Questo bambino non può che sviluppare una personalità narcisistica, il cui unico orizzonte è il proprio bisogno, il proprio impulso e la propria volontà. Tutto ciò che si frappone fra sé e l’obiettivo non esiste o va tolto di mezzo, anche con la violenza.
Se l’altro si è palesato solo nella forma di mezzo di soddisfazione di bisogni (o peggio come colui che cerca soddisfazione e riscatto delle proprie frustrazioni in lui) la nozione di alterità non si sviluppa, perché viene inglobata onnipotentemente nel sè.
L’altro è un mezzo, uno strumento, oppure una sanguisuga, un parassita.

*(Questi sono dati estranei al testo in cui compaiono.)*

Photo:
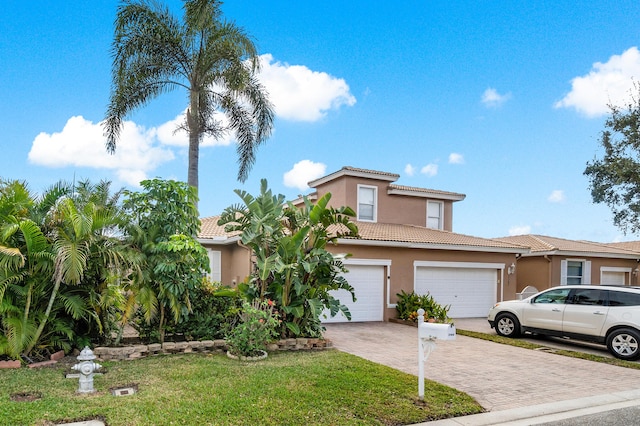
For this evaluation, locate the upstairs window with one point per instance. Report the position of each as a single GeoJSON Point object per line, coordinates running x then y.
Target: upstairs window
{"type": "Point", "coordinates": [434, 215]}
{"type": "Point", "coordinates": [367, 203]}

In ogni caso non rappresenta una figura umana, che esiste, che c’è, che si rispetta e si ama.
La totale mancanza di empatia del “bambino re” e del futuro ragazzino disagiato e sociopatico ha qui la sua radice.
Infatti molta della violenza che vediamo oggi avviene così, con noncuranza, come se l’altro appunto non esistesse davvero, non fosse un compagno che condivide la medesima natura vivente ma un mero bersaglio, un oggetto da spazzare via come una cosa (se infastidisce o se solo se ne ha voglia).
Forza di volontà o volontà di potenza?
Susanna Tamaro nota come oggi si sia sostituita alla forza di volontà, esito dell’educazione, la volontà di potenza.
La forza di volontà è frutto dell’educazione perché comporta la voglia di migliorarsi, di imparare dall’altro.
Essa è apertura, è possibilità di sviluppo e di affinamento, è umiltà, è voglia di capire e imparare davvero.
È al fondo coscienza di sè stessi, quella che consente il dominio su di sé e sui propri istinti.
La volontà di potenza invece è acefala, si concretizza nella prepotenza senza pensiero e senza capacità di autocontrollo.
Oggi purtroppo molte persone sono già adulte e figlie della progressiva e inarrestabile eclissi dell’educazione.
Molti contesti educativi e di cura come la famiglia, la scuola e persino la psicoterapia galleggiano in un “lascia fare” molle e disimpegnato o si riappropriano del peggio del peggio della cultura educativa autoritaria.
Se vogliamo ripristinare un equilibrio e una società meno violenta è allora quantomai necessario riscoprire l’esistenza del bene e del male e del loro complesso intreccio nella psiche umana.
Tale consapevolezza può portare a rinunciare all’ideale del bambino perfetto e a rimboccarsi le maniche per tornare a essere figure autorevoli (non autoritarie ma nemmeno fragili e disimpegnate).